# gas bottles



## redbourn (May 8, 2013)

My apartment has a gas bottle under the kitchen sink and I'm thinking of buying another one.

I asked a couple of people today if they have two bottles or one and they had a problem with the concept. They said that they have one and when it's empty the company exchanges it for another one. 

I asked what happens for example if they are in the middle of cooking and suddenly there's no gas. They said the company brings an exchange one.

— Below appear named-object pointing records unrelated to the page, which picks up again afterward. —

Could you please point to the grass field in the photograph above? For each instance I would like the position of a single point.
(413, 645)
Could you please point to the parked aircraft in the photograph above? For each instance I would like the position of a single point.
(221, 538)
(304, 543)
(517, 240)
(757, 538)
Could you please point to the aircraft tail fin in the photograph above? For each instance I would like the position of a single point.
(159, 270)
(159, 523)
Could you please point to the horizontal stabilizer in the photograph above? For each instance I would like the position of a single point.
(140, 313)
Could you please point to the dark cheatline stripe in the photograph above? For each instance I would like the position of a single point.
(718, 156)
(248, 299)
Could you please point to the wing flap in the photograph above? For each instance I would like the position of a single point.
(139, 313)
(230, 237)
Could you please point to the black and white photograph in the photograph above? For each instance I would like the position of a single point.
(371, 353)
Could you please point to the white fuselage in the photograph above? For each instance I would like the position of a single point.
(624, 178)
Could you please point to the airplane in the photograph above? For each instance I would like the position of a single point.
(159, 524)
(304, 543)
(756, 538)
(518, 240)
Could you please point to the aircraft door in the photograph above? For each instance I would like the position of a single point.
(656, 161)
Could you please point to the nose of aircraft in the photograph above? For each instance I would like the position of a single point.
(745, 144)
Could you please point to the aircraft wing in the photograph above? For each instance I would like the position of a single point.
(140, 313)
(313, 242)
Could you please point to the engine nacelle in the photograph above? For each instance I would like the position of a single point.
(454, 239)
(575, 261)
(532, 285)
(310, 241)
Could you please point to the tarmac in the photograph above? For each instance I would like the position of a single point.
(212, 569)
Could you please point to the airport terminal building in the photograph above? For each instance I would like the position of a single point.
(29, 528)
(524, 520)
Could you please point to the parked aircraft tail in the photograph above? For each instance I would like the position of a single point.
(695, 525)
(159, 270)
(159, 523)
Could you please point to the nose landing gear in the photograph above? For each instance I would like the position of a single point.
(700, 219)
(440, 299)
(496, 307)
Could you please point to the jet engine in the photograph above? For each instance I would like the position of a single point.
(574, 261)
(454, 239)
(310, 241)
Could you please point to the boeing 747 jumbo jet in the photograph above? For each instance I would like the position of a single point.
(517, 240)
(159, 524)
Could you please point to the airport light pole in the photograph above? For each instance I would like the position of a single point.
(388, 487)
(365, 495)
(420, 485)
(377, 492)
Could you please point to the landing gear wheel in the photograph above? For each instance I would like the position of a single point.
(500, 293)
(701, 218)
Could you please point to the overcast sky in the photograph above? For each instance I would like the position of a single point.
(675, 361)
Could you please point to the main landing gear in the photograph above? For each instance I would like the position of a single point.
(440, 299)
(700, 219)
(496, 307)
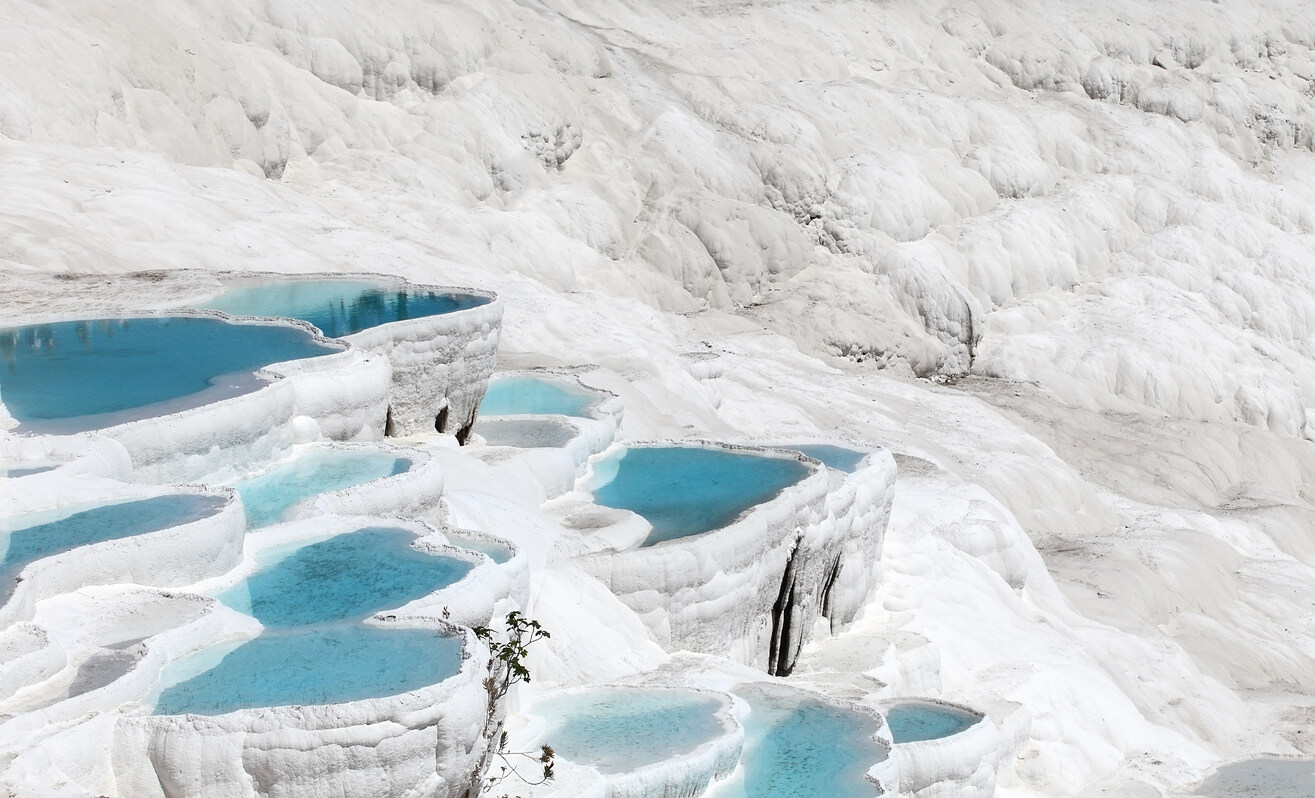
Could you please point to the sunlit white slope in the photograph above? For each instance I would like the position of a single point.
(1098, 212)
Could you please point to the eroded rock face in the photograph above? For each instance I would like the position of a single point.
(754, 589)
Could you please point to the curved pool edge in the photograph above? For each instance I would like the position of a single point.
(688, 773)
(965, 763)
(414, 493)
(339, 393)
(172, 556)
(885, 773)
(714, 592)
(318, 747)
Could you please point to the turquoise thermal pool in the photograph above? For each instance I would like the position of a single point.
(525, 433)
(833, 456)
(521, 396)
(15, 471)
(495, 551)
(24, 539)
(349, 576)
(687, 491)
(620, 730)
(310, 667)
(82, 375)
(313, 650)
(271, 494)
(917, 721)
(1263, 778)
(339, 306)
(801, 746)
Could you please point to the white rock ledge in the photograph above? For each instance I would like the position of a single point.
(441, 364)
(961, 764)
(681, 776)
(717, 592)
(167, 558)
(425, 742)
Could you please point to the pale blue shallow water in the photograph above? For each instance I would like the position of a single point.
(71, 376)
(23, 542)
(833, 456)
(797, 746)
(512, 396)
(689, 491)
(268, 496)
(314, 667)
(525, 433)
(922, 721)
(349, 576)
(23, 471)
(1263, 778)
(495, 551)
(339, 306)
(620, 730)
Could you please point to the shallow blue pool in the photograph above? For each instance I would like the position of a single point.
(270, 496)
(309, 667)
(342, 577)
(925, 721)
(1263, 778)
(620, 730)
(495, 551)
(339, 306)
(23, 471)
(513, 396)
(21, 540)
(80, 375)
(833, 456)
(800, 746)
(525, 433)
(685, 491)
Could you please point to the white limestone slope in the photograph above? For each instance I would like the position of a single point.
(767, 220)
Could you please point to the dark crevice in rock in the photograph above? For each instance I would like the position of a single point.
(784, 648)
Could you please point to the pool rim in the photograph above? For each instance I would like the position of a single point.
(588, 484)
(226, 279)
(266, 375)
(731, 728)
(604, 404)
(888, 704)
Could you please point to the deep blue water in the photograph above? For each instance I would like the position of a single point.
(618, 730)
(833, 456)
(512, 396)
(797, 746)
(922, 721)
(339, 306)
(75, 372)
(688, 491)
(268, 496)
(21, 544)
(349, 576)
(312, 667)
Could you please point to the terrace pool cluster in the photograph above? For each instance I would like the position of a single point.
(307, 583)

They have mini ones here and that's what I think I'll buy as it probably has enough gas in it for at least a couple of weeks.

Maybe I need to change my concept of time? ;-)

Ideas? Suggestions?


----------



## paramonte (Sep 9, 2007)

The question is how many bottles you can keep in the apartment without violating insurance and/or condominium regulations.


----------



## redbourn (May 8, 2013)

A local gave me a tip which will maybe save me buying and extra bottle, about 20 euros.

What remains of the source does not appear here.